All tissue from same leaf
|Fresh Tissue||45.95 (colorless)||51.90 (colorless)|
|Sugar/Anaerobic||41.70 "||44.22 "|
|Sugar/Same as above,
but exposed to air one day.
|50.54 (Anthocyanin)||40.02 "|
In vitro preparations of anthocyanin extracts and unsaturated fat emulsions reveal that anthocyanin is a hydrogen acceptor and acts to dehydrogenate and oxidize the fat, and the anthocyanin becomes partially reduced and in some cases irreversibly reduced. This dehydrogenation of fat emulsions by anthocyanin is stronger when water extracts of rch tissues are added to the emulsions. Microscopic sections of anthocyanin-bearing tissue held under anaerobic conditions and at a pH of 7.0 to 7.4 show a reduction (loss of color) of anthocyanin in lipid granules in the plasma under intense illumination and a restoration of color on diminishing the light. This is direct evidence of a reversible redox relationship between lipids and anthocyanin pigments.

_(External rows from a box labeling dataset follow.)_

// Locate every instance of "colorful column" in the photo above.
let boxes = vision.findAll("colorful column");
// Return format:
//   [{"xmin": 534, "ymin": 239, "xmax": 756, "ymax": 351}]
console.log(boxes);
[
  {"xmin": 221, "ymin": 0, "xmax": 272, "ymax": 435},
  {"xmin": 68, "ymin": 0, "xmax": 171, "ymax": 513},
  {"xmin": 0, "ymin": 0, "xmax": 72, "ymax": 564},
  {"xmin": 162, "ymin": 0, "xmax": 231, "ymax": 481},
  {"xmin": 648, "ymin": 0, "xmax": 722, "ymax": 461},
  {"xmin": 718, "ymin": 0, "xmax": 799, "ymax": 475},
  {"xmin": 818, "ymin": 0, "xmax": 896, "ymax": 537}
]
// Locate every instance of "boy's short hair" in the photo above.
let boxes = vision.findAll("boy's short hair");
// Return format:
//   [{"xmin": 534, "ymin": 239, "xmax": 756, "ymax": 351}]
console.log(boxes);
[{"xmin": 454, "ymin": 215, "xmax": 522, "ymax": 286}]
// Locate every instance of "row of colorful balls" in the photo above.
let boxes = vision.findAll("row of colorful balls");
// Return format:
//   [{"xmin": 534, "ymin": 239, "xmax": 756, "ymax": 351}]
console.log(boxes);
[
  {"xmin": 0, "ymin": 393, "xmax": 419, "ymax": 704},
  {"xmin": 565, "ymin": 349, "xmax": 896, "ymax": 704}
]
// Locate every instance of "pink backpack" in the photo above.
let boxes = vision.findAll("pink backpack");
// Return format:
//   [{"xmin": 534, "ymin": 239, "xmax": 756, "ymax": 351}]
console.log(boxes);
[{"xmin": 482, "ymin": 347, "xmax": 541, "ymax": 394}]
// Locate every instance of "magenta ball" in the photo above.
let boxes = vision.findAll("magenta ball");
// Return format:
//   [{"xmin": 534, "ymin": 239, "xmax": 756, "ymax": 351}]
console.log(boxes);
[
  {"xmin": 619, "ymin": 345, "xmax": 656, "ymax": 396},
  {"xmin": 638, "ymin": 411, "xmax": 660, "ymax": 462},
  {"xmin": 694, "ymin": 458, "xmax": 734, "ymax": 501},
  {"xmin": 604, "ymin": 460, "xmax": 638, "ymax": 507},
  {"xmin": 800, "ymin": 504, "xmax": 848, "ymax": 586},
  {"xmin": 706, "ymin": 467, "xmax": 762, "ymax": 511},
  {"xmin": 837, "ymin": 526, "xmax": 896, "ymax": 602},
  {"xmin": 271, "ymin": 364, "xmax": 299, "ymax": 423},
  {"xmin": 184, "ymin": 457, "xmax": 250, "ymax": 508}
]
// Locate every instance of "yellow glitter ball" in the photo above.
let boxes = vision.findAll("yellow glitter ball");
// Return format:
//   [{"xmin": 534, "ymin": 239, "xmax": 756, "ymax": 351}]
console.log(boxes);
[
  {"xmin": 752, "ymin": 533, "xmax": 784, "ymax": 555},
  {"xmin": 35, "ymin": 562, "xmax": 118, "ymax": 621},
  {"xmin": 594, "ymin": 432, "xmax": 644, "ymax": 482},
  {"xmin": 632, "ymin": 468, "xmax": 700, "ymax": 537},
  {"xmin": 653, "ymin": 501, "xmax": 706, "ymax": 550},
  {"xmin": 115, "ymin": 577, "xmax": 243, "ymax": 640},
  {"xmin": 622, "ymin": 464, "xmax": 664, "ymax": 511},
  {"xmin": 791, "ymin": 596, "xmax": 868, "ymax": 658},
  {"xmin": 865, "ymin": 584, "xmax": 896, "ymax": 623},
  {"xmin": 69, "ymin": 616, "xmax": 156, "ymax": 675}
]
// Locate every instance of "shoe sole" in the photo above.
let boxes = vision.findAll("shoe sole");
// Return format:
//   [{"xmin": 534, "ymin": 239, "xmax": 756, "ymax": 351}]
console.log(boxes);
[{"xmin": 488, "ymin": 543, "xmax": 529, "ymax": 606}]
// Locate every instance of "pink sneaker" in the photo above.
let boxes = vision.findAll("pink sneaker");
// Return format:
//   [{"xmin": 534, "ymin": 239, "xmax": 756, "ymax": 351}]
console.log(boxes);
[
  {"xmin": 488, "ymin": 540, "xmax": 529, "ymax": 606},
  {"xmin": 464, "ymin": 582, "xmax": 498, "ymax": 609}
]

It is generally true that anthocyanin bearing cells are epidermal, hypodermal or bundle sheath cells which have an excess of lipid material, and it is a general rule that cells low in lipids are lacking in anthocyanin. This fact may be determined by iodine staining in combination with extraction methods outlined above. It is illustrated in corn by the siliceous epidermal cell which, unlike its couplet partner, the fat-bearing suberized cell, lacks anthocyanin unless cultured in sugar/fat media under nitrogen followed by oxygen. Fatty and other organic acids, as revealed through the use of polychrome stains and direct acid value determinations are present in anthocyanin bearing cells before pigment is produced and there are apparently less free acids after pigment production.
Preliminary trials on B determined pigmentation indicate there is in lipid/pigment development a redox relationship similar to that obtaining in Rr alleles. Trials on the other higher plants (Andropogon, Coleus, Petunia, Acer, etc.) reveal a similar redox problem in floral and autumnal anthocyanin development.
In summation, it now appears that the oxidase system, believed by early workers to be causal in anthocyanin development, is in reality a reflection of the oxidized and dehydrogenated state of lipids which absorb and possibly oxidize redox indicators. The absorption of iodine by these dehydrogenated lipids reveals qualitative but not absolute quantitative differences between pigmented and non-pigmented tissues. Anthocyanin acts in vitro to bring about the dehydrogenation of fats, and wherever anthocyanin appears in the plant associated with a lipid system the fats are more dehydrogenated than in comparable non-pigmented tissue.